Hace cuatro años, concretamente el 17 de junio de 2007, el Levante perdía en San Mamés por 2-0 y el Athletic evitaba de aquella manera el descenso a Segunda, posibilidad que jamás antes en su dilatada historia estuvo tan cerca de consumarse. El Levante jugó aquel decisivo partido convenientemente desbravado por las maniobras orquestales en la oscuridad, ya me entienden, que previamente había realizado la directiva rojiblanca, entonces presidida por Ana Urkijo.
Cuatro años después, el Levante ha vuelto a San Mamés sin alicientes extraordinarios (ya me entienden) pero sin apenas motivación y una coyuntura deportiva en el bando rojiblanco radicalmente diferente. Sin embargo a mí de dio toda la sensación de asistir al final de un ciclo. Si al Levante no le iba casi nada en el envite, y eso se notó en la escasa intensidad que pusieron sus jugadores, daba la impresión de que a los chicos del Athletic también les importaba un pimiento el asunto, pues jugaron con parsimonia, sin emoción y escaso sentido del juego, lo cual no se comprende en un equipo que aspira a una plaza europea y con la obligación de recomponer su maltrecha figura tras haber hecho el ridículo ante el Espanyol.

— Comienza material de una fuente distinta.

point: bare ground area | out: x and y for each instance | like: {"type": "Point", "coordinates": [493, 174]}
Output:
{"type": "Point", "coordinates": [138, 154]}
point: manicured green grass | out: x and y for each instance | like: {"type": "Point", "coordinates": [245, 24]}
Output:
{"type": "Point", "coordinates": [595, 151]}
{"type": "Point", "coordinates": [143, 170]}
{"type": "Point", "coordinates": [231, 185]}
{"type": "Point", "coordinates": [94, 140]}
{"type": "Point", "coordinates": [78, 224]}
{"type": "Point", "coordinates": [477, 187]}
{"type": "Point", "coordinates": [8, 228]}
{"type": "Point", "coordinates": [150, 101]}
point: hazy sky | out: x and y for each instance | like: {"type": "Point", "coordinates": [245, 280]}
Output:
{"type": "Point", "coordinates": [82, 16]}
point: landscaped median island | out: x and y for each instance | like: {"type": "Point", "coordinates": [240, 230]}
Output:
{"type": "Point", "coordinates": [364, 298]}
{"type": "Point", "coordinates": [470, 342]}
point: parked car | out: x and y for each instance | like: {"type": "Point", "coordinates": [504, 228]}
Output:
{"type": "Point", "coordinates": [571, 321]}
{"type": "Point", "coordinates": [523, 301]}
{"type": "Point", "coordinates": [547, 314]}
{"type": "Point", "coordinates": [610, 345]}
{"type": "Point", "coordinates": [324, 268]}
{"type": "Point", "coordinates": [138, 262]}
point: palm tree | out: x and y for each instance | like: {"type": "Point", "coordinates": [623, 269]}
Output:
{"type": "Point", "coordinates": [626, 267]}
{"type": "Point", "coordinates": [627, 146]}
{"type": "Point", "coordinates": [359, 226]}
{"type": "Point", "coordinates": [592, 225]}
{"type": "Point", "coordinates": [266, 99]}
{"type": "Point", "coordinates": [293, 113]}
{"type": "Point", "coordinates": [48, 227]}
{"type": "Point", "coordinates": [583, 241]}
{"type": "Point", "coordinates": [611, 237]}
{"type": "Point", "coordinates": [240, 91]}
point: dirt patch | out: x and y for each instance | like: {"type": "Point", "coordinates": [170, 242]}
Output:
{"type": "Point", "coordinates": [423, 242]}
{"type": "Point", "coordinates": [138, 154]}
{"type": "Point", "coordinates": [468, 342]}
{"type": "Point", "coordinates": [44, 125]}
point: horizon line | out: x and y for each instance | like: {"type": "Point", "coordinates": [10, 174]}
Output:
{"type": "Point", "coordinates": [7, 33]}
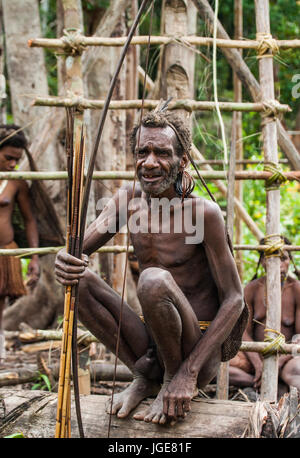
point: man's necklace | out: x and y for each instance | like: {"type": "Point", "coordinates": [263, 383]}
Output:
{"type": "Point", "coordinates": [3, 186]}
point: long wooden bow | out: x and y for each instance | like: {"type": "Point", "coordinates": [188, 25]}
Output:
{"type": "Point", "coordinates": [78, 199]}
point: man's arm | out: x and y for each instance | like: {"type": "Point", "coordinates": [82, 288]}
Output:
{"type": "Point", "coordinates": [248, 334]}
{"type": "Point", "coordinates": [32, 235]}
{"type": "Point", "coordinates": [224, 271]}
{"type": "Point", "coordinates": [283, 359]}
{"type": "Point", "coordinates": [69, 269]}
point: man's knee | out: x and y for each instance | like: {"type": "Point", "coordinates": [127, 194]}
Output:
{"type": "Point", "coordinates": [153, 281]}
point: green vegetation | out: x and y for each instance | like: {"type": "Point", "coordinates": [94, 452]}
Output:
{"type": "Point", "coordinates": [285, 25]}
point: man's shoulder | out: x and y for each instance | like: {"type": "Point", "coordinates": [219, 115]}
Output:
{"type": "Point", "coordinates": [295, 284]}
{"type": "Point", "coordinates": [254, 284]}
{"type": "Point", "coordinates": [21, 185]}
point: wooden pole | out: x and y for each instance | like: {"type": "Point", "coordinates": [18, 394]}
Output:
{"type": "Point", "coordinates": [74, 84]}
{"type": "Point", "coordinates": [223, 373]}
{"type": "Point", "coordinates": [273, 286]}
{"type": "Point", "coordinates": [23, 252]}
{"type": "Point", "coordinates": [248, 80]}
{"type": "Point", "coordinates": [207, 173]}
{"type": "Point", "coordinates": [180, 104]}
{"type": "Point", "coordinates": [238, 93]}
{"type": "Point", "coordinates": [60, 43]}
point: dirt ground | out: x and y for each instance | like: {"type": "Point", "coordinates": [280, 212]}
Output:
{"type": "Point", "coordinates": [25, 359]}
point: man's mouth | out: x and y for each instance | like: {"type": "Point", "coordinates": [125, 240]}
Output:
{"type": "Point", "coordinates": [151, 177]}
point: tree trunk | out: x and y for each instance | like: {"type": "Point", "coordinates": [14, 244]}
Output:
{"type": "Point", "coordinates": [21, 21]}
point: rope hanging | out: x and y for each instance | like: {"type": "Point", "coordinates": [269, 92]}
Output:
{"type": "Point", "coordinates": [277, 179]}
{"type": "Point", "coordinates": [276, 343]}
{"type": "Point", "coordinates": [73, 43]}
{"type": "Point", "coordinates": [275, 244]}
{"type": "Point", "coordinates": [265, 43]}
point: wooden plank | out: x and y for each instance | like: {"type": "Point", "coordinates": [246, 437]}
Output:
{"type": "Point", "coordinates": [33, 413]}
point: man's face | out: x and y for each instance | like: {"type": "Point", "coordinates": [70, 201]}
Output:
{"type": "Point", "coordinates": [156, 159]}
{"type": "Point", "coordinates": [284, 264]}
{"type": "Point", "coordinates": [9, 158]}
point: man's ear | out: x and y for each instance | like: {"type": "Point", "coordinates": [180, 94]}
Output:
{"type": "Point", "coordinates": [184, 161]}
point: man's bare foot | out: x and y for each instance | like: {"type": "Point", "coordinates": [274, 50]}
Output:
{"type": "Point", "coordinates": [125, 402]}
{"type": "Point", "coordinates": [155, 412]}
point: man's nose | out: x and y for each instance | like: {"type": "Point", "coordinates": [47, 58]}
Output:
{"type": "Point", "coordinates": [150, 161]}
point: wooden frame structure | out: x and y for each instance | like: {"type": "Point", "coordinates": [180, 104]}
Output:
{"type": "Point", "coordinates": [75, 43]}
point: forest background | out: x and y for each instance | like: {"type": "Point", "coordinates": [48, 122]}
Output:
{"type": "Point", "coordinates": [206, 129]}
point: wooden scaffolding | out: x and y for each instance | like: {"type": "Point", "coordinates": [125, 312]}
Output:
{"type": "Point", "coordinates": [73, 44]}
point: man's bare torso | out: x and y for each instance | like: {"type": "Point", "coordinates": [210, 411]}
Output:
{"type": "Point", "coordinates": [187, 263]}
{"type": "Point", "coordinates": [7, 200]}
{"type": "Point", "coordinates": [257, 293]}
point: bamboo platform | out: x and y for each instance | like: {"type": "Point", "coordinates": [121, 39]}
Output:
{"type": "Point", "coordinates": [34, 414]}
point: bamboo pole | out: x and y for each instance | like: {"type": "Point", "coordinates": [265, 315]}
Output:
{"type": "Point", "coordinates": [223, 372]}
{"type": "Point", "coordinates": [186, 104]}
{"type": "Point", "coordinates": [81, 40]}
{"type": "Point", "coordinates": [23, 252]}
{"type": "Point", "coordinates": [129, 175]}
{"type": "Point", "coordinates": [273, 285]}
{"type": "Point", "coordinates": [248, 80]}
{"type": "Point", "coordinates": [75, 155]}
{"type": "Point", "coordinates": [238, 97]}
{"type": "Point", "coordinates": [39, 335]}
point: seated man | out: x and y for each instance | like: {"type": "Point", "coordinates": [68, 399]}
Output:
{"type": "Point", "coordinates": [13, 142]}
{"type": "Point", "coordinates": [180, 283]}
{"type": "Point", "coordinates": [246, 367]}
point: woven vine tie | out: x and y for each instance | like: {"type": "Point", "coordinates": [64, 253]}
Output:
{"type": "Point", "coordinates": [276, 343]}
{"type": "Point", "coordinates": [275, 180]}
{"type": "Point", "coordinates": [265, 43]}
{"type": "Point", "coordinates": [72, 40]}
{"type": "Point", "coordinates": [275, 244]}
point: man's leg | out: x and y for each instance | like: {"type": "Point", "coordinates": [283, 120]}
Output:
{"type": "Point", "coordinates": [99, 311]}
{"type": "Point", "coordinates": [290, 373]}
{"type": "Point", "coordinates": [174, 327]}
{"type": "Point", "coordinates": [2, 338]}
{"type": "Point", "coordinates": [238, 377]}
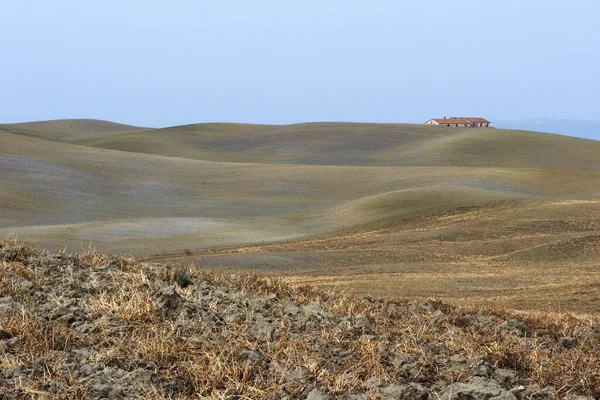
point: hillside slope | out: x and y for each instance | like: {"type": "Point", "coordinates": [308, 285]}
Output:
{"type": "Point", "coordinates": [476, 216]}
{"type": "Point", "coordinates": [71, 130]}
{"type": "Point", "coordinates": [363, 144]}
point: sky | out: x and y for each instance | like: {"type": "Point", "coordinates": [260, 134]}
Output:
{"type": "Point", "coordinates": [157, 63]}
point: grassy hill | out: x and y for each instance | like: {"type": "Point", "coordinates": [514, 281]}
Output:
{"type": "Point", "coordinates": [71, 130]}
{"type": "Point", "coordinates": [359, 206]}
{"type": "Point", "coordinates": [362, 144]}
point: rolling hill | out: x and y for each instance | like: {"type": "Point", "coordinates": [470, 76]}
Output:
{"type": "Point", "coordinates": [390, 209]}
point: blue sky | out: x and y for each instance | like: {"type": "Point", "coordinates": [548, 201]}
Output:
{"type": "Point", "coordinates": [158, 63]}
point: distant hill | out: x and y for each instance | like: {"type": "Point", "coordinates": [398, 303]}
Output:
{"type": "Point", "coordinates": [569, 127]}
{"type": "Point", "coordinates": [70, 130]}
{"type": "Point", "coordinates": [361, 144]}
{"type": "Point", "coordinates": [389, 210]}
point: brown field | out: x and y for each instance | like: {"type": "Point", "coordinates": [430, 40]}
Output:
{"type": "Point", "coordinates": [474, 216]}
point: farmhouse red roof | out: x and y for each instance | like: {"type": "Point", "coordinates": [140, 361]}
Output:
{"type": "Point", "coordinates": [451, 120]}
{"type": "Point", "coordinates": [477, 120]}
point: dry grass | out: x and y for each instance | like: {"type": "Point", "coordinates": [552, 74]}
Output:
{"type": "Point", "coordinates": [205, 356]}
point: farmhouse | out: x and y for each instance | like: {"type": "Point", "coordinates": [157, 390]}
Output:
{"type": "Point", "coordinates": [466, 122]}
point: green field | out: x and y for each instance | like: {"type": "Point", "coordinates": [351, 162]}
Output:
{"type": "Point", "coordinates": [389, 210]}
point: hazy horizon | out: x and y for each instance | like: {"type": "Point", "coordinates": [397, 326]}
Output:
{"type": "Point", "coordinates": [150, 64]}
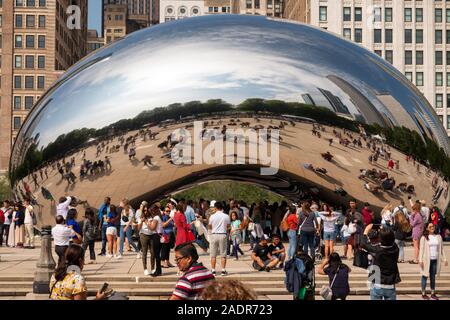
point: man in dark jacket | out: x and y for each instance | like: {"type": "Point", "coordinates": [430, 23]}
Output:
{"type": "Point", "coordinates": [385, 274]}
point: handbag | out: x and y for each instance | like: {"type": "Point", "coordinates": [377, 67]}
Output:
{"type": "Point", "coordinates": [327, 291]}
{"type": "Point", "coordinates": [361, 259]}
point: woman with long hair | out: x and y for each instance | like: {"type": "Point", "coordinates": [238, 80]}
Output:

Sin embargo el Athletic parece que está sobrado. Le bastó agarrarse a la percha de Llorente, siempre fundamental aunque no esté en un momento más dulce; la frescura e imaginación de Muniain, la tensión defensiva de Ekiza, el gran descubrimiento de la temporada; el generoso y eficaz esfuerzo de Toquero y cuatro gotas de calidad de David López para meterle tres goles al equipo valenciano y tumbarse después a la bartola. A poco que reaccionó el Levante se puso en evidencia la inconsistencia del Athletic.
Pero ganó. Y perdieron el Sevilla, Atlético de Madrid y Espanyol, sus rivales en la carrera por entrar en la Liga Europa. La paradoja es manifiesta: el Athletic cada vez juega peor, y sin embargo la fortuna acude presta a devolverle la vitalidad, y la ilusión a su fiel parroquia, que asiste asombrada al sortilegio.
O dicho de otro modo. El Athletic está con las fuerzas justas, se deshace física y futbolísticamente, pero resulta que a sus rivales directos también les pasa lo mismo.
He aquí el tema. La hinchada está en disposición y derecho de exigir a coro el todos queremos más porque el Athletic tiene hechuras para hacerlo, pero no hay manera. Cuatro años después de aquel tenebrista Athletic-Levante pudimos asistir a una sosegada reedición del encuentro, para mayor gloria y reconocimiento de Joaquín Caparrós, especie de Moisés que ha sabido conducir a las tribus rojiblancas hasta las tierras de la abundancia. Como saben, Jehová no renovó el contrato al personaje bíblico y me da la impresión de que García Macua tampoco quiere ligar su futuro proyecto al técnico sevillano para no correr riesgos, según se desprende de su sospechoso silencio, intuyendo que puede convertirse en un mal compañero de viaje electoral.
En la emisora episcopal daban por hecho el pasado sábado que el próximo destino de Caparrós es el Atlético de Madrid, y teniendo en cuenta que decir mentirijillas en la radio de los obispos es pecado probablemente habrá mucho de verdad en dicha especulación, por más que el aludido se haga el orejas.
Lo cierto es que cuatro años después, gracias a Caparrós, el Athletic mira el cisco del descenso desde su privilegiada atalaya, y eso es lo que ahora importa, y mañana se dispone a condenar al infierno al Deportivo del místico Lotina. ¿O no?
Las dudas son más que razonables.
Con la Liga en manos azulgranas y José Mourinho rumiando su orgullo refugiado en un silencio cartujano (madre del amor hermoso ¿ya podrá sobrevivir este circo sin sus bravuconadas?), la lucha para eludir el descenso ha cobrado una dimensión incendiaria, donde santos y vírgenes acaban estresados con tanta encomienda de la devota hinchada. Pongamos el providencial capote de San Fermín a Osasuna, junto al Ebro, desairando a la mismísima Pilarica.